Artigo - Federal - 2002/0315

Contribuição Social ao salário educação - Ilegalidades convalidadas com a promulgação da Constituição Federal de 1988:
Gilberto Marques Bruno*

(i) A Educação: Direito de Todos e Dever do Estado ?

A Carta Constitucional de 1988, ao tratar da Ordem Social (Título VIII), cuida no Capítulo III, da Educação, da Cultura e do Desporto, objetivando a ordem social, que tem como primado o trabalho, e como objetivos o bem-estar e a justiça sociais.

" Art. 205 - A educação, direito de todos e dever do Estado e da família, será promovida e incentivada com a colaboração da sociedade, visando ao pleno desenvolvimento da pessoa, seu preparo para o exercício da cidadania e sua qualificação para o trabalho."...

Derivado da Constituição Federal de 1967, com a redação que outorgou a Emenda Constitucional nº 1, de 1969, que nos termos do cáput do artigo 176, que tratava a questão da educação como direito de todos.

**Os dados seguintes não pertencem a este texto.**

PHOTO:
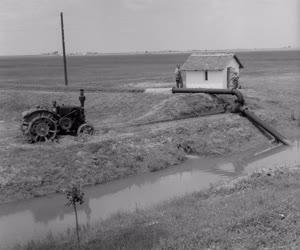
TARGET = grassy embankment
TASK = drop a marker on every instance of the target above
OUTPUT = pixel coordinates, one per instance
(261, 211)
(125, 145)
(121, 148)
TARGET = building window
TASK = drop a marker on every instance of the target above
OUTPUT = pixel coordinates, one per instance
(206, 75)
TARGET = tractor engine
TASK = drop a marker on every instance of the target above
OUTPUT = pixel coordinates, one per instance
(45, 124)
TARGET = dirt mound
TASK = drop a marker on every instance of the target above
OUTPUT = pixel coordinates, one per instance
(183, 106)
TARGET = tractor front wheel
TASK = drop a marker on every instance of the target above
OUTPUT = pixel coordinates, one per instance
(85, 129)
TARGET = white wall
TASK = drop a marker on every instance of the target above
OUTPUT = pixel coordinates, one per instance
(216, 79)
(196, 79)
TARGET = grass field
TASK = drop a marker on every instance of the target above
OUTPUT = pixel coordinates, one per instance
(127, 123)
(253, 213)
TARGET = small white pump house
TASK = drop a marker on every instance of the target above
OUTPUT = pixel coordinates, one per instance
(210, 70)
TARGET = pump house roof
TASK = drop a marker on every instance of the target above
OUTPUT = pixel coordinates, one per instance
(216, 61)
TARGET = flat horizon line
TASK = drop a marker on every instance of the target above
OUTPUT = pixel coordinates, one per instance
(95, 53)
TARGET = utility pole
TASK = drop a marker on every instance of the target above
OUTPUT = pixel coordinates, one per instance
(64, 49)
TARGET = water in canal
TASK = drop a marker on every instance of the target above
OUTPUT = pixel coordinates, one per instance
(35, 218)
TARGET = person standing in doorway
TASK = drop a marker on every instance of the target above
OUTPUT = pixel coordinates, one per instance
(178, 77)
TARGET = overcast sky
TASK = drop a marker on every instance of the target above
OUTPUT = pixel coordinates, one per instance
(33, 26)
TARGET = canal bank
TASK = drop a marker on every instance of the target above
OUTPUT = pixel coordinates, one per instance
(45, 215)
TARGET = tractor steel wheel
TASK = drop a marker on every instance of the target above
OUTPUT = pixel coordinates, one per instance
(85, 129)
(42, 128)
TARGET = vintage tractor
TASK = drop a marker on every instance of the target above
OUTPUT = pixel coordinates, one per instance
(45, 124)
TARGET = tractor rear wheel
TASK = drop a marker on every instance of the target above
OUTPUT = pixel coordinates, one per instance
(42, 128)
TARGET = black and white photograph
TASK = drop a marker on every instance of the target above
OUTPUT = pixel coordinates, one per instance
(149, 124)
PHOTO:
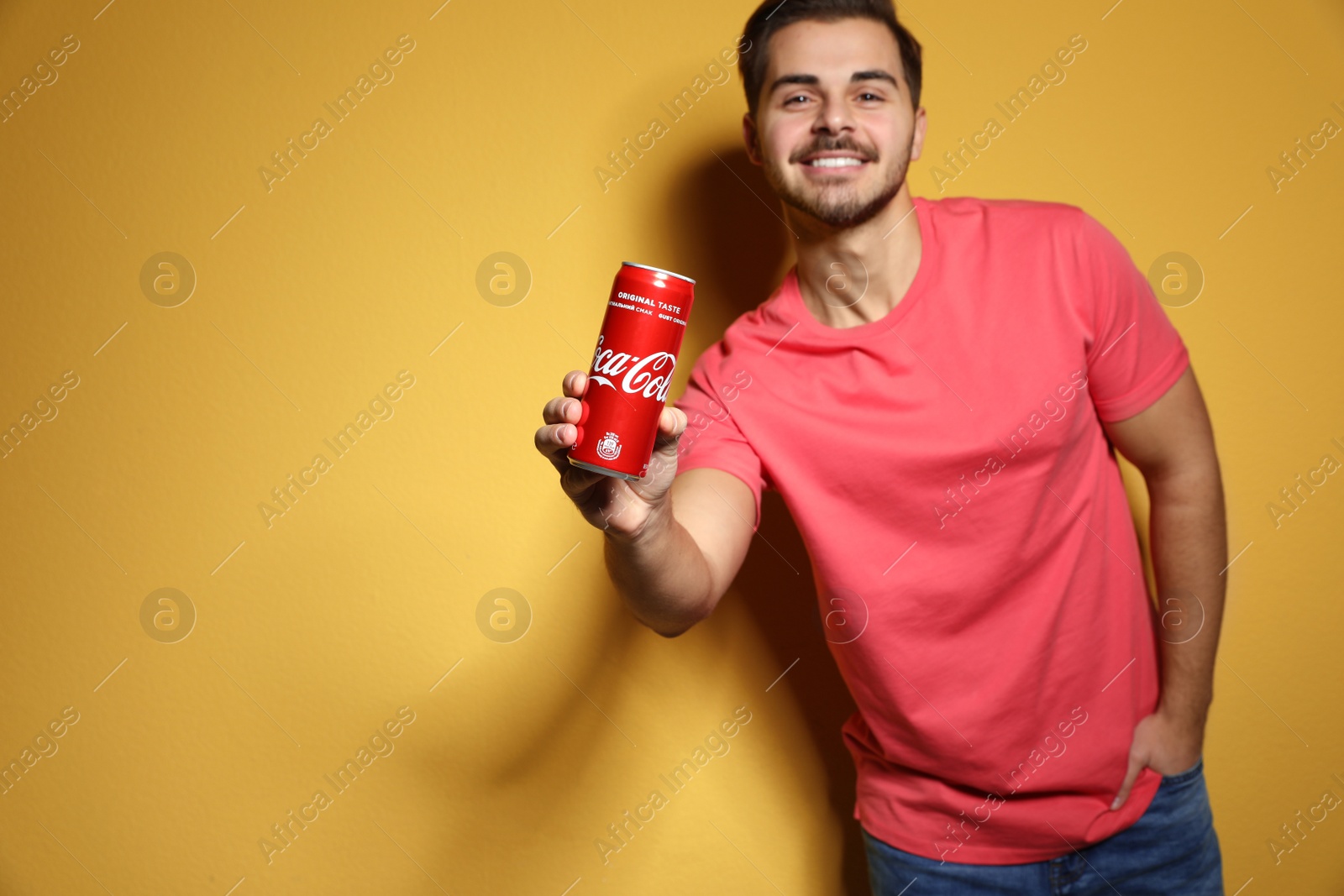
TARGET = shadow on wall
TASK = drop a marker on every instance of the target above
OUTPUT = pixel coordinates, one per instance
(727, 230)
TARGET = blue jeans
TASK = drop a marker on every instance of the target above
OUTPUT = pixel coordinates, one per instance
(1171, 849)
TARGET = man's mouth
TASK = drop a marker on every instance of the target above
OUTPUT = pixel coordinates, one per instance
(833, 160)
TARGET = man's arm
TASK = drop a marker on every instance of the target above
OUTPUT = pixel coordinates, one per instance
(1173, 445)
(676, 567)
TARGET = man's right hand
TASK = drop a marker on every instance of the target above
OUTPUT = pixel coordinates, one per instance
(622, 508)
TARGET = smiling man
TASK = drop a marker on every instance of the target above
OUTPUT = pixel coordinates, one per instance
(938, 390)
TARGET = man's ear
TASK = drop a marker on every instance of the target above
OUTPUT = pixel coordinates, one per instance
(921, 127)
(749, 137)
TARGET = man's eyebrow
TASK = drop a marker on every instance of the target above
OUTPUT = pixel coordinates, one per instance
(873, 74)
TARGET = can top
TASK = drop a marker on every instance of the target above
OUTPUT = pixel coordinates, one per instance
(660, 270)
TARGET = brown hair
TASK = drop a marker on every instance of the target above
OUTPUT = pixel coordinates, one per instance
(773, 15)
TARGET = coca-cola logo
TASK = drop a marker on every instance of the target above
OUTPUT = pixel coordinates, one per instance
(649, 376)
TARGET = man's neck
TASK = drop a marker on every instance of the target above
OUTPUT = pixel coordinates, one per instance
(857, 275)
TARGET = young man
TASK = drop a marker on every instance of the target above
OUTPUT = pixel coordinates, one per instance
(936, 390)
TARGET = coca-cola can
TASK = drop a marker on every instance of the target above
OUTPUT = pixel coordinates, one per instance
(632, 371)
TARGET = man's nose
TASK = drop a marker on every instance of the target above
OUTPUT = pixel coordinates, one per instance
(833, 116)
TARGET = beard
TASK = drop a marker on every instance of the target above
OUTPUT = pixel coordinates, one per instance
(839, 204)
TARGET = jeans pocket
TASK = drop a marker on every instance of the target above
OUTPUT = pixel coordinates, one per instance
(1182, 777)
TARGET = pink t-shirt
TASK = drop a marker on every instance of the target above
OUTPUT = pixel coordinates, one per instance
(976, 563)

Era do seguinte teor o referido texto de lei:

Aquele texto constitucional, mais adiante tratou de instituir, sob a argumentação de que o exercício do dever estatal, se encontrava calcado na unidade nacional, a obrigatoriedade de recolhimento de contribuição ao salário - educação, como forma de custeio e financiamento dos programas de cunho educacional.

(ii) A Origem da Contribuição ao Salário - Educação:

Assim, determinava o cáput do artigo 178 que: ..." As empresas comerciais, industriais e agrícolas são obrigadas a manter o ensino primário gratuito de seus empregados e o ensino dos filhos destes, entre os sete e quatorze anos, ou a concorrer para aquele fim mediante a contribuição do salário - educação, na forma que a lei estabelecer. " (...)

A Emenda Constitucional nº 1, de 1969, além de fixar a idade em que os filhos dos empregados tinham direito ao ensino primário gratuito, previa que alguma lei viesse a estabelecer a contribuição das empresas para o salário - educação.

Valendo-se da figura dos malsinados Decretos - Lei (instrumento legislativo que outorgava ao executivo o poder de legislar), em 25 de outubro de 1975, foi baixado o Decreto - Lei nº 1.422, que em seu artigo 1º, estabeleceu os critério relativos a esta modalidade contribuição, isto é:

" O salário - educação, previsto no artigo 178 da Constituição, será calculado com base em alíquota incidente sobre a folha do salário de contribuição, como definido no artigo 76, da Lei nº 3.807, de 26 de agosto de 1960, com as modificações introduzidas pelo Decreto - Lei nº 66, de 21 de novembro de 1966, e pela Lei nº 5.890, de 8 de junho de 1973, não se aplicando ao salário - educação o disposto no artigo 14, in fine, dessa Lei, relativo à limitação da base de cálculo de contribuição." (...)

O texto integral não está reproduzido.